I’d wonder if Sony could make enough. There are a few areas where Apple can’t go with the newest of a thing because it can’t be made reliably in the numbers that Apple would need shipped. So, they go with an older reliably producible solution.
 
It actually sounds like an engineering answer. They didn’t say “no one can do 10x”, they just said that Apple can do 5x (plus all the things they want to do with that 5x image) very well and that if THEY were to do 10x, it would have required a tripod.
It may have required a zoom now but in a year or two they will improve their stabilization to be hand-held at 10X or longer. Even Samsung used a 5X before using a 10X in the following year.
 
This is 100% of the issue.

The lenses on an iPhone aren't zoom lenses, they're fixed focal length and some of them are longer reach than others. So 'optical zoom' is a misnomer, you're just switching to a lens with a longer focal length to get a narrower field of view without cropping.

A 3x magnification lens cropped to 5x will generally produce a lower quality image than a 5x magnification lens, but a 3x magnification lens cropped to 4x will produce a higher quality image than a 2x lens cropped to 4x.

There's a trade off to be made between the 3x lens on the Pro and the 5x lens on the Pro Max (and an even bigger trade off if they had used 10x instead) and neither is objectively better than the other - the right tool depends on which kinds of photos you take most of. For me, I take far more photos in the 3x-5x range than I do in the 5x+ range, so the lens options on the Pro are more useful to me than the Pro Max. A 10x lens would be cool to have for the one time a year I might use it, but the vast majority of the time it's just going to take up space that could be used for something else.

Ideally Apple would be able to make the camera configurations independent of the screen size so you could choose a Max with a 3x lens or a non-Max with a 5x lens depending on which option makes more sense for your use case. But the folks arguing that 5x is objectively better for everyone and that Apple is doing us dirty by not using it on the smaller form factor are kinda missing the point.

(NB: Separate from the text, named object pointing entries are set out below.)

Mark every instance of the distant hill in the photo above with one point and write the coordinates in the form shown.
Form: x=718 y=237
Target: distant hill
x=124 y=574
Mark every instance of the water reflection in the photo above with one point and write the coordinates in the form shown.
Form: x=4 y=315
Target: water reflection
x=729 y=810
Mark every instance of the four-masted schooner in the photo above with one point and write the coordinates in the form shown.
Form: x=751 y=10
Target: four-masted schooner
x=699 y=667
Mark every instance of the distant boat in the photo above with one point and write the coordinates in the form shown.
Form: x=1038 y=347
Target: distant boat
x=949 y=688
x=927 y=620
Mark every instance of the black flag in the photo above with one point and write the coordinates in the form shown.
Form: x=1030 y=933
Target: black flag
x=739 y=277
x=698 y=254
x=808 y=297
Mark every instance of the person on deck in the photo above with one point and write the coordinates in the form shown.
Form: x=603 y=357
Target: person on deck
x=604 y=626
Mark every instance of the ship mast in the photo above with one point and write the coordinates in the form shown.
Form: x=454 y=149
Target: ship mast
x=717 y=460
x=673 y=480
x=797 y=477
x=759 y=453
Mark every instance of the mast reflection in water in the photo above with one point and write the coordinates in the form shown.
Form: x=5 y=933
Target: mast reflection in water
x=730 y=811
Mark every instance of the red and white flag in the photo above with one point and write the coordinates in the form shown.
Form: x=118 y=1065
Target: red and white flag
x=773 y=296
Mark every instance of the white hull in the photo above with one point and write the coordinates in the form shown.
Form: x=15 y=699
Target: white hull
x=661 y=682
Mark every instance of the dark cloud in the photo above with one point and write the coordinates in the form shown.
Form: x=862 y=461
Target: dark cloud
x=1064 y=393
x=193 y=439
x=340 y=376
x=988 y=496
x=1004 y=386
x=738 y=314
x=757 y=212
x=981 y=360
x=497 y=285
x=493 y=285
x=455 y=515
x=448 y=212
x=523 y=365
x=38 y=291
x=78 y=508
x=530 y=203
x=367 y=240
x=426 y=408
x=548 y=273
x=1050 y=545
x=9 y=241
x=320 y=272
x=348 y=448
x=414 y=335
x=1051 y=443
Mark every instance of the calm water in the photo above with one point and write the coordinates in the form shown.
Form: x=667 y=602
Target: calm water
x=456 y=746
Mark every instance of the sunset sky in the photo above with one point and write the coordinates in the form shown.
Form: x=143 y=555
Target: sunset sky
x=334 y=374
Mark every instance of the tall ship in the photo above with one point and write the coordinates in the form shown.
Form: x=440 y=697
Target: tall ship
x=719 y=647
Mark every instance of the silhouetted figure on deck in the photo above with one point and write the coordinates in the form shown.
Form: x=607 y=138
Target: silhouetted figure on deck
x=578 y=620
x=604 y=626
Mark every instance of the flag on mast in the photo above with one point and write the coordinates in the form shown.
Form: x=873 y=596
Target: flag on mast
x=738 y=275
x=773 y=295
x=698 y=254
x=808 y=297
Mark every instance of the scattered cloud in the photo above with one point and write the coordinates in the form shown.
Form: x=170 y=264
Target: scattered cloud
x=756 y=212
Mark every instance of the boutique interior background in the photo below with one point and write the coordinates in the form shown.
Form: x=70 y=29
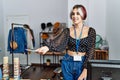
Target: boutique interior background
x=103 y=15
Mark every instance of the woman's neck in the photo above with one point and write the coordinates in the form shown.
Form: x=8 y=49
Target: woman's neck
x=78 y=26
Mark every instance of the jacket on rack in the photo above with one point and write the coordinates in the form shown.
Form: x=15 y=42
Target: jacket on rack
x=20 y=37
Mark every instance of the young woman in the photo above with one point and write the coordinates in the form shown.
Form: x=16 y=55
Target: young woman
x=80 y=42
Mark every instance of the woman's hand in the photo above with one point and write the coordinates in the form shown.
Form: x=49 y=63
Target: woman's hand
x=42 y=50
x=83 y=75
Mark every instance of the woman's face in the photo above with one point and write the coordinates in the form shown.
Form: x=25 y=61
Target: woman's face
x=76 y=17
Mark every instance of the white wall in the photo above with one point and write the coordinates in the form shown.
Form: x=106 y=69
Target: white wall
x=113 y=28
x=97 y=16
x=37 y=11
x=2 y=41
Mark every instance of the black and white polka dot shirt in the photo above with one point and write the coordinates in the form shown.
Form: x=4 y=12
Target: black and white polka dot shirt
x=64 y=40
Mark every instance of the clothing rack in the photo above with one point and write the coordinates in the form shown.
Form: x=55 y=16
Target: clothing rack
x=12 y=27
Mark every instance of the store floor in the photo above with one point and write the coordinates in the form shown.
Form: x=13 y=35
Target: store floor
x=40 y=73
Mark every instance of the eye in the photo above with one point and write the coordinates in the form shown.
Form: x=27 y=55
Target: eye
x=73 y=13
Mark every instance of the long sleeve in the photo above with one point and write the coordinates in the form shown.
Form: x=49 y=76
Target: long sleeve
x=59 y=43
x=91 y=46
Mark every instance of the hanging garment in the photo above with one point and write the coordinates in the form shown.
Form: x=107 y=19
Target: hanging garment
x=19 y=37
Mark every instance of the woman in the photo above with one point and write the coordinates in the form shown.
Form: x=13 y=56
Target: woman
x=80 y=42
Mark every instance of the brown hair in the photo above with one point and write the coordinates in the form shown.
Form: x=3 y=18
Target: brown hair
x=82 y=9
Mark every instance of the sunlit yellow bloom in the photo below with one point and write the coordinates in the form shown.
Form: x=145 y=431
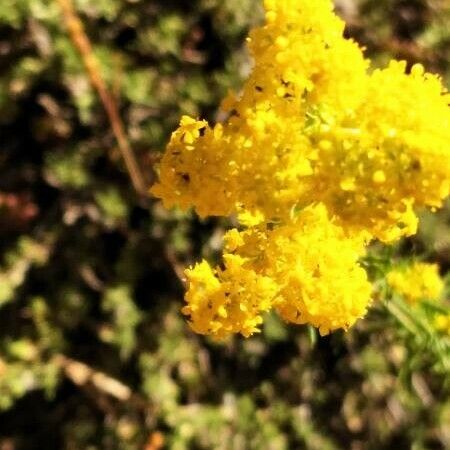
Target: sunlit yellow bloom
x=313 y=125
x=417 y=282
x=306 y=270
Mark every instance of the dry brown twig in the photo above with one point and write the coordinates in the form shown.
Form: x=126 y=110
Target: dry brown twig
x=81 y=375
x=82 y=44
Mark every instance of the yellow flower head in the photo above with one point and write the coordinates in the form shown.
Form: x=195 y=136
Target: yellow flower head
x=417 y=282
x=306 y=270
x=317 y=154
x=313 y=124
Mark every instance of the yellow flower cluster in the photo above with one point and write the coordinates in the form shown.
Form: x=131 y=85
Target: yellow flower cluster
x=417 y=282
x=306 y=270
x=313 y=138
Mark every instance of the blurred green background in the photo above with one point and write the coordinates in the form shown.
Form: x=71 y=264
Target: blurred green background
x=94 y=353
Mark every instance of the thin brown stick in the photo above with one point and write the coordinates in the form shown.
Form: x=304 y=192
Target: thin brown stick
x=81 y=374
x=82 y=44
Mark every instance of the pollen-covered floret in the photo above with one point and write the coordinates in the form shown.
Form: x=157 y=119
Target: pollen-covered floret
x=307 y=271
x=318 y=155
x=313 y=124
x=419 y=281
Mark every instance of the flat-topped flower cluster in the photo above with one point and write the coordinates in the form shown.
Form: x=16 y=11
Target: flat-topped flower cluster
x=318 y=156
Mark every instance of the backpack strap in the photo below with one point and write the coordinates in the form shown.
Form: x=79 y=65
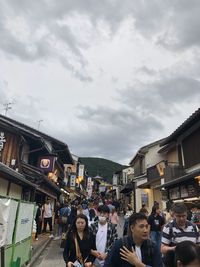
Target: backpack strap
x=125 y=241
x=150 y=248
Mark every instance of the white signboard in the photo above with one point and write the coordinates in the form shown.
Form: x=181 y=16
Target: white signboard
x=81 y=171
x=8 y=209
x=89 y=186
x=24 y=221
x=72 y=180
x=2 y=140
x=115 y=179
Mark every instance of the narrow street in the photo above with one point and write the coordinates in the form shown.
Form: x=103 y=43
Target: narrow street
x=52 y=256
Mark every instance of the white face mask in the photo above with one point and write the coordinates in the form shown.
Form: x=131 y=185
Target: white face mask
x=102 y=218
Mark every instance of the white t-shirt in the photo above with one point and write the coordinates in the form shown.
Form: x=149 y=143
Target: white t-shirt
x=101 y=239
x=47 y=211
x=138 y=252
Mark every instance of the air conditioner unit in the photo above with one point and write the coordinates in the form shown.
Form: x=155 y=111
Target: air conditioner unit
x=13 y=162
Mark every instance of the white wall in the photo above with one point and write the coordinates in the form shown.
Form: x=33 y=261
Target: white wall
x=3 y=187
x=152 y=157
x=15 y=191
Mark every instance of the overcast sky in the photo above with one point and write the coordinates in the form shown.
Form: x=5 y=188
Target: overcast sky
x=105 y=76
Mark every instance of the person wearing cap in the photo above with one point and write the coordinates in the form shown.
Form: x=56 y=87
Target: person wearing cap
x=106 y=234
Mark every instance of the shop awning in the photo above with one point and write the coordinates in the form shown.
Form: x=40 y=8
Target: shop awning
x=180 y=179
x=128 y=188
x=15 y=176
x=148 y=184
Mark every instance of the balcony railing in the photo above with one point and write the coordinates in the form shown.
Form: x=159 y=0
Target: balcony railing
x=173 y=171
x=166 y=170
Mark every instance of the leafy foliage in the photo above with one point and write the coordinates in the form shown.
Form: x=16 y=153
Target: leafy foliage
x=101 y=167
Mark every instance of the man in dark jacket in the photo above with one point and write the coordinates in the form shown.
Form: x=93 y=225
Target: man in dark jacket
x=135 y=249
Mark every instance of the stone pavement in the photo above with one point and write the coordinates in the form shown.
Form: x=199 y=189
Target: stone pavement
x=51 y=256
x=49 y=252
x=38 y=246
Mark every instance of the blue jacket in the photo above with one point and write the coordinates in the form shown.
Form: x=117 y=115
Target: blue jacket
x=151 y=256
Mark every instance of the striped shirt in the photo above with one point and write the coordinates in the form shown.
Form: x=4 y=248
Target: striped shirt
x=172 y=234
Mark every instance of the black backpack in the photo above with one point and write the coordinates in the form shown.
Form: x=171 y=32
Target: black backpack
x=148 y=253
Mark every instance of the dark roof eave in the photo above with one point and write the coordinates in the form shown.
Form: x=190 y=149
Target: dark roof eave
x=15 y=176
x=143 y=150
x=183 y=127
x=180 y=179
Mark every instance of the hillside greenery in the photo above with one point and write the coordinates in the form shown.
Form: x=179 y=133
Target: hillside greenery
x=100 y=167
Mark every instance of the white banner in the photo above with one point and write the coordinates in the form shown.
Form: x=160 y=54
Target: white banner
x=24 y=221
x=81 y=171
x=8 y=209
x=72 y=180
x=89 y=186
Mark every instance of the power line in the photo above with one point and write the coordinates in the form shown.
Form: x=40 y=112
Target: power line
x=39 y=122
x=7 y=106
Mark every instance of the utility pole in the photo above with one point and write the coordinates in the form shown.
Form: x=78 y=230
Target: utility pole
x=39 y=122
x=7 y=106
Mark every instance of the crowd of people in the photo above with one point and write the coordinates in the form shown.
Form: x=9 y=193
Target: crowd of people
x=90 y=237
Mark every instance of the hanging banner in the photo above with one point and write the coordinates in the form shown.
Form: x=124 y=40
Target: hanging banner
x=72 y=180
x=81 y=172
x=24 y=221
x=8 y=210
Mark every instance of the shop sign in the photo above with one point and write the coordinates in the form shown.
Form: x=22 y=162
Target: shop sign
x=174 y=193
x=46 y=163
x=184 y=191
x=72 y=180
x=191 y=190
x=2 y=140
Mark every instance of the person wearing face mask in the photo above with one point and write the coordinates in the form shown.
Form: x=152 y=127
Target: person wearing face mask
x=105 y=233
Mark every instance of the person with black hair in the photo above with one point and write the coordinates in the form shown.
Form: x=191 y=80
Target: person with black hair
x=136 y=249
x=156 y=222
x=79 y=243
x=186 y=253
x=179 y=229
x=105 y=233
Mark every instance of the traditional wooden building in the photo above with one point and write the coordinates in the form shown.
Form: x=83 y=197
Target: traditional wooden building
x=181 y=174
x=31 y=162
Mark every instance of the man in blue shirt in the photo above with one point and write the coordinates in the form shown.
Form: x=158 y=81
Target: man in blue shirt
x=135 y=249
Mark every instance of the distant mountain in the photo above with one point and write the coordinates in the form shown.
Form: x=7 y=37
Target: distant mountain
x=101 y=167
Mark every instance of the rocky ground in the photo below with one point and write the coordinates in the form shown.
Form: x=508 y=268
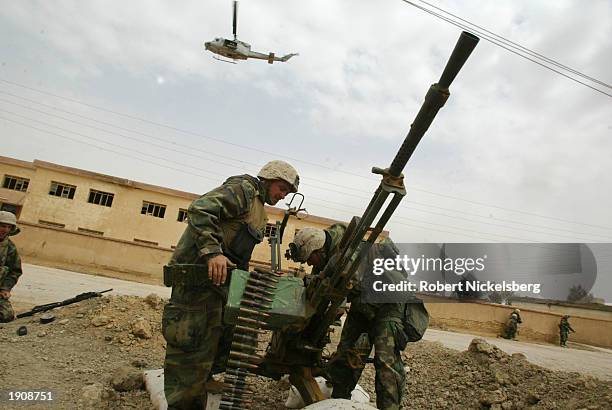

Super interesting. Has anyone been able to find a comparison between photos taken by an iPh 15 pro at 3x-5x vs iPh 15 PM at 3x-5x? I've not been able to as yet.
 
I wish everyone would stop talking about optical zoom. The iPhone 15 pros each have 3 prime lenses, with cropping to achieve intermediate focal lengths.
 
Super interesting. Has anyone been able to find a comparison between photos taken by an iPh 15 pro at 3x-5x vs iPh 15 PM at 3x-5x? I've not been able to as yet.
This article has a graph showing pixels vs focal length of the 15 pros.
 
This article has a graph showing pixels vs focal length of the 15 pros.
Good comparison! I like that they provide the thumbnails in the corner because, while there is definitely a pixel peep difference, but as they say, a user would need to have both phones taking the same pictures to really be aware of the difference. The drop in quality isn’t that substantial.